Health and Fitness

Posted on 4th February 2010 by jefferyhumphrey1966 in Swimming Pool - Tags:

Let's face it; health and fitness are extremely important. It is a lot easier to enjoy life when you are healthy. That's not to say that if you are experiencing health issues that you can't enjoy yourself, but if you have your health, you are very lucky. That is why health and fitness magazines are so very popular. There are dozens of magazines devoted to health and fitness. Many specialize in diet, exercise and physical training and others are for sports enthusiasts. Here is a Top 5 list of health and fitness magazines and what they have to offer.

1. Prevention Magazine – This is one of my favorite magazines. It is a monthly periodical that is smaller than other magazines but only in size. Prevention offers numerous articles on health and fitness in short quick little bites that keep you hungry for more. From beginning to end, Prevention is filled with medical info, health and beauty tips, super-informative articles and healthy recipes. If you want information on it, Prevention has it. Smart ways to live well is Prevention's motto and it is very fitting because it is one smart magazine. One of my favorite sections of Prevention is the Letter from the Editor. Liz Vaccariello always gives a very personable letter that details the current issue and how it relates to the lives of her readers. Prevention is a bargain at 16.97 for a year subscription. The magazine also has a website with hundreds of tips and interactive tools to keep you happy and healthy at www.prevention.com.

2. Women's Health Magazine – Women's Health is another health and fitness publication that I enjoy. This is a standard sized magazine that is colorful, informative and very cutting edge. It is for the everyday woman who may be a wife, mother, student, and/or executive who loves to take care of herself. The articles are very well written and many of them touch on topics that people think about but don't often talk about such as skeletons in one's sex closet. I can always count on Women's Health for an in-depth interview with a hot celebrity who shares their health and beauty secrets. The magazine also features fat-blasting workout moves on tear off cards that you can take with you to the gym or post on your wall at home. Women's Health costs $11.97 for a 10-issue subscription plus $2.97 for delivery. Your subscription also comes with a free gift. To order, go to www.womenshealthmag.com.

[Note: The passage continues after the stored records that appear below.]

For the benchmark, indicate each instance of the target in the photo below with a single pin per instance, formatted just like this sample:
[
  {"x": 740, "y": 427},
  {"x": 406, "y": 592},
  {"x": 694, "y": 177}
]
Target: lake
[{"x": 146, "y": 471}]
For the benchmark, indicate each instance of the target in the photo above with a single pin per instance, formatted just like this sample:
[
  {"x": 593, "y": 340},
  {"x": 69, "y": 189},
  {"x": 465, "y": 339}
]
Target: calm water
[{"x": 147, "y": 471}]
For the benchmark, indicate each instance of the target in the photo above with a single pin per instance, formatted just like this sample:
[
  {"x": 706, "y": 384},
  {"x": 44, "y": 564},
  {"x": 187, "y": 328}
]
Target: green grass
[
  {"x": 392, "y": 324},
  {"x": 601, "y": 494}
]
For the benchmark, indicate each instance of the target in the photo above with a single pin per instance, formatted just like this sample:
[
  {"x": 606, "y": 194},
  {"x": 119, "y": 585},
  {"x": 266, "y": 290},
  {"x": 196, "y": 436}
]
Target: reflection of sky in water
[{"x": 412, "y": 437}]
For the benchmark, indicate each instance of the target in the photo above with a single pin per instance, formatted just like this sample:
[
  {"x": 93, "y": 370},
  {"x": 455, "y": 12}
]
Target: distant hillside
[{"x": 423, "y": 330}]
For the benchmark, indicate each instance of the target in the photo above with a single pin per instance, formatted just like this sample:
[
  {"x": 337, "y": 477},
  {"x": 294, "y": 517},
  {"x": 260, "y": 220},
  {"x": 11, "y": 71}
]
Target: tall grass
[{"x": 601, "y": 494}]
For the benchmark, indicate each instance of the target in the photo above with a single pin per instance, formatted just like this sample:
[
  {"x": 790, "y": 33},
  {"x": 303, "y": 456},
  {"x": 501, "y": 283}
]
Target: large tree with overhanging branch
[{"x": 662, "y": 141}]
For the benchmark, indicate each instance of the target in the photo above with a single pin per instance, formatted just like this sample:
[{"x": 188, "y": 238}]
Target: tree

3. Men's Health Magazine – This magazine which is tailored for male readers is comparable to Women's Health in that it is colorful and informative. Every now and again, I will take a sneak peek at a copy if my sweetie puts it down long enough. This is his favorite magazine. The articles are always fresh and exciting which they would have to be to keep most men interested. I love the Eat This Not That section because it gives tips on the types of foods and brands you should be eating, versus those that you should avoid. Men's Health also features relationship advice, an abdominal cruncher workout, style tips and a question and answer section that is always appealing. The magazine is a little pricier than others costing $19.90 plus $4.97 for delivery, but its well worth it to keep men healthy, stylish and well-informed. Men's Health also has an awesome website at www.menshealth.com.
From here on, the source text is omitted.